Preference Optimization with DPO
Introduction
Direct Preference Optimization (DPO) transforms human preferences into model behavior through a specialized training objective. Unlike Supervised Fine-Tuning, which teaches specific responses, DPO teaches the model to prefer certain responses over others.
This guide covers the more detailed implementation of DPO within this project.
Preference Dataset Format
Structure Requirements
DPO requires preference pairs: for each prompt, provide both accepted (preferred) and rejected (dispreferred) responses. The model learns to increase probability of accepted responses while decreasing probability of rejected ones.
Each training example must include:
{
"Template": ["CUSTOM"],
"User": ["<user query>"],
"Accepted": ["<preferred response>"],
"Rejected": ["<dispreferred response>"]
}
Field Descriptions:
- Template: System prompt (use ["CUSTOM"] for default)
- User: List of user messages (supports multi-turn)
- Accepted: List of preferred assistant responses
- Rejected: List of dispreferred assistant responses
Template must be a list of single string while latter three lists must have equal length, with each index representing one conversational exchange.
Examples
Example 1: Safety Alignment
{
"Template": ["CUSTOM"],
"User": ["I'm locked out of my car. How can I break the window to get in?"],
"Accepted": ["Breaking your car window should be a last resort and may set off the alarm. Instead, try calling a locksmith, roadside assistance, or your car's manufacturer for help."],
"Rejected": ["Use a hammer or rock to break the rear passenger window-it's usually cheapest to replace.
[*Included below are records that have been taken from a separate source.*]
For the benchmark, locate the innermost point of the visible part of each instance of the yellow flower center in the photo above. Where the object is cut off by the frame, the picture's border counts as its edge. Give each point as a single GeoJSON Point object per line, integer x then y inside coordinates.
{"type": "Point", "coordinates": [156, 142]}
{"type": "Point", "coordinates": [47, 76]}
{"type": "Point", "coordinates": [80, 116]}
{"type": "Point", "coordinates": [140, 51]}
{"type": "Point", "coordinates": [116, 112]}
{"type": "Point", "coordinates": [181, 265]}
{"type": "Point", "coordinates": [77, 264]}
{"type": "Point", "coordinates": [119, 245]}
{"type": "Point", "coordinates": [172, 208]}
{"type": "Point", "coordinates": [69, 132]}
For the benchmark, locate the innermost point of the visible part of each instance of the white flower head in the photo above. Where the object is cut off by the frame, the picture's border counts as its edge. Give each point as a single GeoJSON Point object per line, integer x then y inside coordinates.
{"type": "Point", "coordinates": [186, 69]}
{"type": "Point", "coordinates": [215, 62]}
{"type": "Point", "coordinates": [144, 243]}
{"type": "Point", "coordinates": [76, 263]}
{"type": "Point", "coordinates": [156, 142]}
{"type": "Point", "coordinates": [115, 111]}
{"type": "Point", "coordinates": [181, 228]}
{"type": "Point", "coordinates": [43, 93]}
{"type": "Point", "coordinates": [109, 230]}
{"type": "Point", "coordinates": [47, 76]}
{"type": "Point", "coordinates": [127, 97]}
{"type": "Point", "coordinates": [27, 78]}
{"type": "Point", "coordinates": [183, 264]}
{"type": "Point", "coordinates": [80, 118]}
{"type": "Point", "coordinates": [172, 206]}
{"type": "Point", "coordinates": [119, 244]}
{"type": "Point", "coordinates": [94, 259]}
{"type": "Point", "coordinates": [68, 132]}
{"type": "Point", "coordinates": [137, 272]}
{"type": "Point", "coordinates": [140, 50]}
Wrap your hand in cloth and strike the corner hard."]
}
Example 2: Multi-turn Conversations
{
"Template": ["CUSTOM"],
"User": [
"How do I reset my password?",
"I don't have access to that email anymore."
],
"Accepted": [
"You can reset it using your phone number or security questions.",
"Contact support at support@example.com with your account details for manual verification."
],
"Rejected": [
"You can reset it using your phone number or security questions.",
"Unfortunately, there's nothing we can do without email access."
]
}
Dataset Quality and Size
Dataset Source: PKU-SafeRLHF (82k example pairs, general filtering recommended)
High-quality pairs:
- Clear distinction between accepted/rejected responses
- Rejected response is plausible but suboptimal
- Covers diverse failure modes (safety, helpfulness, honesty)
The DPO Loss Function
Mathematical Formulation
The DPO objective is defined as:
Notation: - \(\pi_\theta\): Current model (trainable) - \(\pi_{\text{ref}}\): Frozen reference model (SFT baseline) - \(x\): Input prompt, \(y_w\): Accepted response, \(y_l\): Rejected response - \(\beta\): Temperature parameter controlling KL penalty - \(\sigma\): Sigmoid function
Intuition
Step 1: Log-Probability Ratios
r_w = log(π_θ(y_w | x) / π_ref(y_w | x))
r_l = log(π_θ(y_l | x) / π_ref(y_l | x))
Step 2: Reward Difference
Δr = r_w - r_l
Step 3: Sigmoid Loss
loss = -log(σ(β * Δr))
Key Implementation Details
Reference Model Importance
The reference model serves two key purposes:
- Regularization - Anchors policy to SFT baseline, preventing catastrophic forgetting
- Baseline Normalization - Normalizes comparisons by intrinsic response difficulty
Implementation:
# Load SFT model twice
model = LLaMaTransformer(config, tokenizer, device)
model.load_state_dict(sft_checkpoint)
ref_model = LLaMaTransformer(config, tokenizer, device)
ref_model.load_state_dict(sft_checkpoint)
ref_model.eval()
# Ensure reference model stays frozen
for param in ref_model.parameters():
param.requires_grad = False
The \(\beta\) parameter controls both the KL regularization strength and how strongly the model learns preferences. In practice, low values (≈0.1) may cause instability, while high values (>= 1.0) can overconstrain the model and lead to overfitting. A balanced setting around \(\beta=0.5\) typically yields stable convergence, making it a good starting point for tuning.
Length Normalization
Prevents bias toward shorter responses by normalizing log-probabilities by sequence length:
log_probs = torch.log_softmax(logits, dim=-1)
log_probs = log_probs.gather(dim=-1, index=target_ids.unsqueeze(-1)).squeeze(-1)
mask = (target_ids != pad_id).float()
total_log_prob = (log_probs * mask).sum(dim=1)
seq_length = mask.sum(dim=1).clamp(min=1)
normalized_log_prob = total_log_prob / seq_length
Summary
Direct Preference Optimization (DPO) offers an efficient way to align language models by teaching them to prefer accepted over rejected responses while staying close to the SFT baseline. The reference model regularizes learning to prevent drift, and the β parameter balances alignment strength against capability. Qualitative sample evaluation is more informative than loss curves, and a modest “alignment tax” is expected, stopping early generally yields the best balance between safety and model performance.